J'ai du mal à m'endormir après avoir fait mon lit selon l'explication musclée du sergent. Le pyjama comme les autres vêtements est en toile raide et rude. J'ai eu beaucoup de mal aussi à placé mon pantalon sous le matelas pour que mon poids cette nuit le repasse. J'ai peur d'être à demain .

Autour de moi, j'entends plusieurs garçons pleurer. J'ai moi-même la gorge serrée et une boule qui monte et qui descend. Finalement, j'ose me lever et vais me mets à genoux à côté du lit de mon voisin.

_ « Tu la reverras tu sais? » Je ne sais pas exactement ce que j'entends par là mais c'est la seule chose qui me vient. Il secoue la tête et sort un visage tout humide et plein de tâches de rousseur de dessous sa couverture.

_ « Non je ne la reverrai plus puisqu'elle est morte. »  J'allai encore rajouter une banalité et referme la bouche  totalement surprit. « C'est pas grave tu ne pouvais pas savoir. C'était ma seule famille c'est pourquoi je suis ici. Et toi pourquoi t'es là? »

Il se mouche avec sa manche, je lui tend mon mouchoir, dont il sert et me rend. Je regarde le bout de tissus, un peu étonné puis le remet sous mon oreiller, c'est moi finalement qui le lui ai tendu.

_ « Mon père était officier, ma mère veut que je suive ses traces, mais je ne sais pas si j'en ai envie. Pas envie de mourir comme lui.

_ « Moi mon père était un simple conscrit mais ma mère est morte en me mettant au monde, et comme ma tante est morte aussi, étant donc orphelin de guerre, j'ai été admis d'office. Mais moi aussi j'ai pas envie de cette vie. C'est quoi ton nom? Moi, c'est Rémi.

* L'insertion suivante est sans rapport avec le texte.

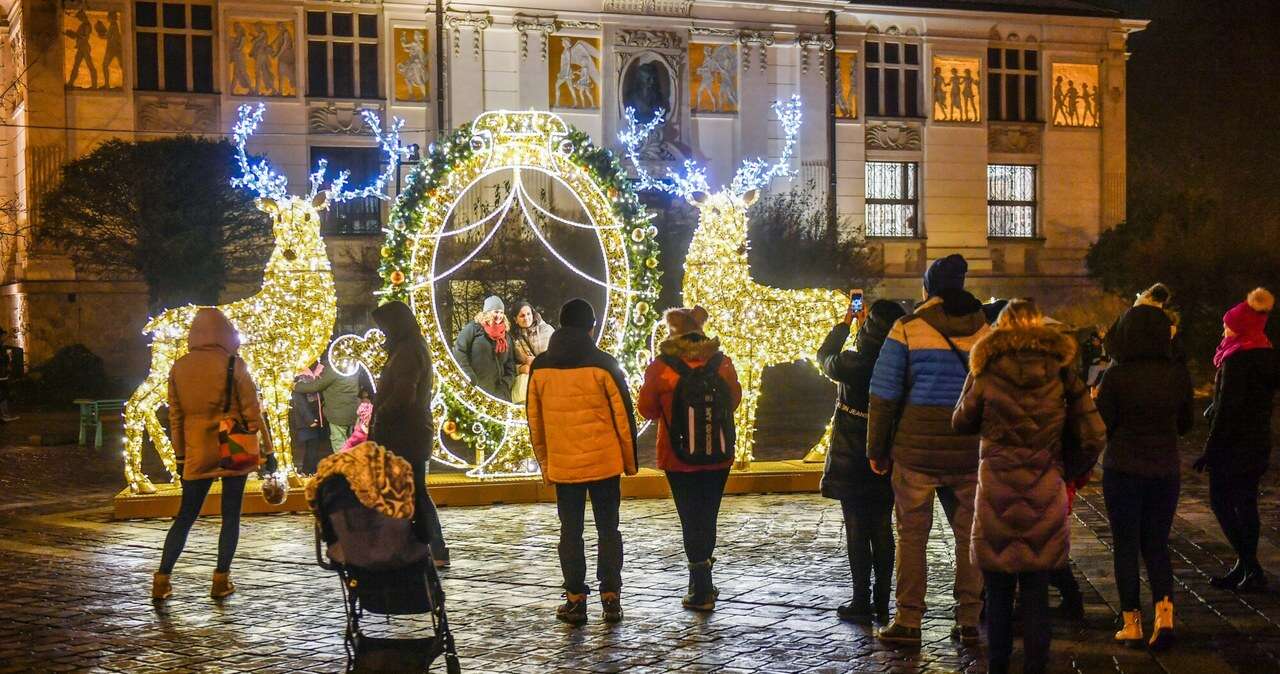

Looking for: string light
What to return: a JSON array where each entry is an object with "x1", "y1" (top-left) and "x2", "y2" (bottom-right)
[
  {"x1": 124, "y1": 104, "x2": 403, "y2": 494},
  {"x1": 330, "y1": 111, "x2": 662, "y2": 477},
  {"x1": 620, "y1": 96, "x2": 847, "y2": 468}
]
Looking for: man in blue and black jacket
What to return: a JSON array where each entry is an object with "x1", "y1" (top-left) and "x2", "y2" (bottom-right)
[{"x1": 867, "y1": 255, "x2": 989, "y2": 645}]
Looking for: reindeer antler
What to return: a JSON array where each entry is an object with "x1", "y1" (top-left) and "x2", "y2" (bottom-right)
[
  {"x1": 232, "y1": 104, "x2": 289, "y2": 200},
  {"x1": 728, "y1": 93, "x2": 801, "y2": 194},
  {"x1": 307, "y1": 110, "x2": 410, "y2": 202},
  {"x1": 618, "y1": 107, "x2": 712, "y2": 198}
]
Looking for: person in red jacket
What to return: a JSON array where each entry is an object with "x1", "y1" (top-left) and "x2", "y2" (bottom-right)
[{"x1": 637, "y1": 307, "x2": 742, "y2": 611}]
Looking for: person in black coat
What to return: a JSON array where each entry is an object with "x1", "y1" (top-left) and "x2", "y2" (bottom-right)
[
  {"x1": 1097, "y1": 304, "x2": 1193, "y2": 647},
  {"x1": 369, "y1": 302, "x2": 449, "y2": 567},
  {"x1": 1196, "y1": 288, "x2": 1276, "y2": 592},
  {"x1": 818, "y1": 299, "x2": 906, "y2": 624}
]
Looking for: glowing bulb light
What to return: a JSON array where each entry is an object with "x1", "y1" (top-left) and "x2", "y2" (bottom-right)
[
  {"x1": 124, "y1": 104, "x2": 407, "y2": 494},
  {"x1": 618, "y1": 96, "x2": 847, "y2": 468}
]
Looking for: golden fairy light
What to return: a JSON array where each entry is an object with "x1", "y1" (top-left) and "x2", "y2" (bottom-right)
[
  {"x1": 620, "y1": 96, "x2": 847, "y2": 468},
  {"x1": 124, "y1": 104, "x2": 404, "y2": 494}
]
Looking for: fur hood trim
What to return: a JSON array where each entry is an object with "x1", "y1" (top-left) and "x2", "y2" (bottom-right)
[
  {"x1": 658, "y1": 333, "x2": 719, "y2": 361},
  {"x1": 969, "y1": 327, "x2": 1075, "y2": 375},
  {"x1": 1245, "y1": 288, "x2": 1276, "y2": 313}
]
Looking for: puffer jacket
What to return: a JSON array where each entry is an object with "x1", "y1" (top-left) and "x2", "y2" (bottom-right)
[
  {"x1": 952, "y1": 327, "x2": 1106, "y2": 573},
  {"x1": 453, "y1": 321, "x2": 516, "y2": 400},
  {"x1": 818, "y1": 315, "x2": 893, "y2": 504},
  {"x1": 169, "y1": 308, "x2": 270, "y2": 480},
  {"x1": 867, "y1": 290, "x2": 991, "y2": 474},
  {"x1": 1097, "y1": 306, "x2": 1193, "y2": 478},
  {"x1": 369, "y1": 302, "x2": 434, "y2": 473},
  {"x1": 1204, "y1": 348, "x2": 1277, "y2": 476},
  {"x1": 636, "y1": 333, "x2": 742, "y2": 473},
  {"x1": 525, "y1": 327, "x2": 636, "y2": 483}
]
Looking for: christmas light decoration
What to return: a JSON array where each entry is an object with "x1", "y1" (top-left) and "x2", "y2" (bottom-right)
[
  {"x1": 124, "y1": 104, "x2": 406, "y2": 494},
  {"x1": 618, "y1": 96, "x2": 847, "y2": 468},
  {"x1": 329, "y1": 111, "x2": 660, "y2": 477}
]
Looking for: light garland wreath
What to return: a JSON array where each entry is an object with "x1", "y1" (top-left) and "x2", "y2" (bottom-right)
[{"x1": 330, "y1": 111, "x2": 660, "y2": 477}]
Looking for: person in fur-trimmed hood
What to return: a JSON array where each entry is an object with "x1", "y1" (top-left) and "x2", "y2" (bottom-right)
[
  {"x1": 1196, "y1": 288, "x2": 1277, "y2": 592},
  {"x1": 951, "y1": 299, "x2": 1105, "y2": 674},
  {"x1": 637, "y1": 307, "x2": 742, "y2": 611}
]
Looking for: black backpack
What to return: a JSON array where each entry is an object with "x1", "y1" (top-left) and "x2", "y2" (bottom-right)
[{"x1": 662, "y1": 353, "x2": 737, "y2": 466}]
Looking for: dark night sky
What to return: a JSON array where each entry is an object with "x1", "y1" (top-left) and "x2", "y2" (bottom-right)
[{"x1": 1094, "y1": 0, "x2": 1280, "y2": 214}]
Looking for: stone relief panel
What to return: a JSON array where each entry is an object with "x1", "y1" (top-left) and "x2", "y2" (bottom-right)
[
  {"x1": 547, "y1": 35, "x2": 600, "y2": 110},
  {"x1": 63, "y1": 8, "x2": 124, "y2": 90},
  {"x1": 307, "y1": 101, "x2": 384, "y2": 136},
  {"x1": 227, "y1": 19, "x2": 298, "y2": 96},
  {"x1": 392, "y1": 28, "x2": 431, "y2": 101},
  {"x1": 867, "y1": 121, "x2": 920, "y2": 150},
  {"x1": 134, "y1": 93, "x2": 221, "y2": 133},
  {"x1": 987, "y1": 123, "x2": 1041, "y2": 155},
  {"x1": 932, "y1": 56, "x2": 982, "y2": 121},
  {"x1": 1051, "y1": 63, "x2": 1102, "y2": 128},
  {"x1": 689, "y1": 42, "x2": 737, "y2": 113},
  {"x1": 836, "y1": 51, "x2": 858, "y2": 119}
]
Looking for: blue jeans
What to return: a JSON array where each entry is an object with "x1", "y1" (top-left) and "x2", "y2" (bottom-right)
[{"x1": 160, "y1": 476, "x2": 246, "y2": 573}]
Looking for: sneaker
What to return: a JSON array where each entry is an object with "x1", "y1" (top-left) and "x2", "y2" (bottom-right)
[
  {"x1": 599, "y1": 592, "x2": 622, "y2": 623},
  {"x1": 556, "y1": 592, "x2": 586, "y2": 625},
  {"x1": 876, "y1": 620, "x2": 920, "y2": 646},
  {"x1": 836, "y1": 601, "x2": 874, "y2": 625},
  {"x1": 951, "y1": 625, "x2": 982, "y2": 646}
]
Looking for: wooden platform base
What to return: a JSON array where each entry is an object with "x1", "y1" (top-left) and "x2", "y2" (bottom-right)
[{"x1": 113, "y1": 460, "x2": 822, "y2": 519}]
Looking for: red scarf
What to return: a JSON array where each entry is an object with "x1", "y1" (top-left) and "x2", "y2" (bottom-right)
[{"x1": 480, "y1": 318, "x2": 507, "y2": 353}]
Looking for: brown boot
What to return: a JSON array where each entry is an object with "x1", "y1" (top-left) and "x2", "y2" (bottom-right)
[
  {"x1": 209, "y1": 572, "x2": 236, "y2": 599},
  {"x1": 151, "y1": 572, "x2": 173, "y2": 601}
]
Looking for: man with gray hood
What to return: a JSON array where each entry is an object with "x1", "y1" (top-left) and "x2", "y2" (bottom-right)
[{"x1": 867, "y1": 255, "x2": 991, "y2": 646}]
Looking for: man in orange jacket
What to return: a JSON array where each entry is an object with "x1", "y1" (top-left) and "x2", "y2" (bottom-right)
[{"x1": 525, "y1": 299, "x2": 636, "y2": 625}]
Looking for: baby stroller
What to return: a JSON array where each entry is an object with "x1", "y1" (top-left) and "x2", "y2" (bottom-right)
[{"x1": 307, "y1": 443, "x2": 462, "y2": 674}]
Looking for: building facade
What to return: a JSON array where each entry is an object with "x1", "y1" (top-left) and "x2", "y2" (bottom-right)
[{"x1": 0, "y1": 0, "x2": 1144, "y2": 376}]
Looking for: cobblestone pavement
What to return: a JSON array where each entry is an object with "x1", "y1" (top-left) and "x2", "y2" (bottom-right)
[{"x1": 0, "y1": 414, "x2": 1280, "y2": 674}]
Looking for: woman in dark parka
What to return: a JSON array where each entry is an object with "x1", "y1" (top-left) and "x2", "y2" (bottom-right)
[
  {"x1": 1196, "y1": 288, "x2": 1277, "y2": 592},
  {"x1": 369, "y1": 302, "x2": 449, "y2": 567},
  {"x1": 951, "y1": 299, "x2": 1106, "y2": 674},
  {"x1": 818, "y1": 299, "x2": 906, "y2": 624}
]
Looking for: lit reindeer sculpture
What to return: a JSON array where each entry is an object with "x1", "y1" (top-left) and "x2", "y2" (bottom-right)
[
  {"x1": 124, "y1": 104, "x2": 407, "y2": 494},
  {"x1": 618, "y1": 96, "x2": 847, "y2": 468}
]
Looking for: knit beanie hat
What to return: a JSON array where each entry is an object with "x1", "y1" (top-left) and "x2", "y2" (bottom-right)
[
  {"x1": 1222, "y1": 288, "x2": 1276, "y2": 336},
  {"x1": 561, "y1": 297, "x2": 595, "y2": 330},
  {"x1": 663, "y1": 307, "x2": 707, "y2": 336},
  {"x1": 924, "y1": 253, "x2": 969, "y2": 297}
]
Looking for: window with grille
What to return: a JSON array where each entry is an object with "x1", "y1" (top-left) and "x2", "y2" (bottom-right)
[
  {"x1": 987, "y1": 164, "x2": 1036, "y2": 238},
  {"x1": 307, "y1": 12, "x2": 379, "y2": 98},
  {"x1": 987, "y1": 47, "x2": 1039, "y2": 121},
  {"x1": 311, "y1": 147, "x2": 383, "y2": 234},
  {"x1": 133, "y1": 0, "x2": 214, "y2": 92},
  {"x1": 867, "y1": 161, "x2": 920, "y2": 237},
  {"x1": 865, "y1": 41, "x2": 922, "y2": 116}
]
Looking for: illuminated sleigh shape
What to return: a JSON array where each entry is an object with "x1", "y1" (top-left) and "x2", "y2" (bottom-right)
[
  {"x1": 124, "y1": 104, "x2": 407, "y2": 494},
  {"x1": 329, "y1": 111, "x2": 658, "y2": 477},
  {"x1": 618, "y1": 96, "x2": 849, "y2": 468}
]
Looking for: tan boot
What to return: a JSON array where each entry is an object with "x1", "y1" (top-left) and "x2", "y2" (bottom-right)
[
  {"x1": 151, "y1": 572, "x2": 173, "y2": 600},
  {"x1": 1148, "y1": 597, "x2": 1174, "y2": 650},
  {"x1": 1116, "y1": 611, "x2": 1143, "y2": 647},
  {"x1": 209, "y1": 572, "x2": 236, "y2": 598}
]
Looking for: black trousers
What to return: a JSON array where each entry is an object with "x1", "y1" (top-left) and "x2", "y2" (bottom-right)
[
  {"x1": 556, "y1": 477, "x2": 622, "y2": 595},
  {"x1": 160, "y1": 476, "x2": 247, "y2": 573},
  {"x1": 1102, "y1": 471, "x2": 1177, "y2": 611},
  {"x1": 667, "y1": 468, "x2": 728, "y2": 563},
  {"x1": 840, "y1": 499, "x2": 893, "y2": 611},
  {"x1": 1208, "y1": 471, "x2": 1262, "y2": 569},
  {"x1": 983, "y1": 570, "x2": 1053, "y2": 674}
]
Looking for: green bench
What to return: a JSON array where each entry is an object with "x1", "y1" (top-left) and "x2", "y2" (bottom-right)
[{"x1": 72, "y1": 398, "x2": 124, "y2": 449}]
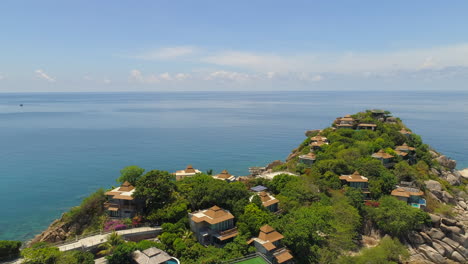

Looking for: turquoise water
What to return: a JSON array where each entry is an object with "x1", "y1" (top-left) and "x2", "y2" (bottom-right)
[{"x1": 0, "y1": 92, "x2": 468, "y2": 240}]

_ « François. Et tu es d'où?

_ « De Cadenet et toi?

_ « Marseille, La plaine. »

Un bruit me jette dans mon lit. Je tire la couverture au-dessus de ma tête et n'ose plus bouger. J'entends des voix, des portes d'armoire qui grincent. Les pleurs se sont tous tus. Un cri puis des bruits de coups me font me tenir aussi immobile possible. Je m'endors ainsi tremblant de trouille sans savoir ce qui se passe exactement autour de moi, mais j'ai tellement peur que je ne veux pas savoir.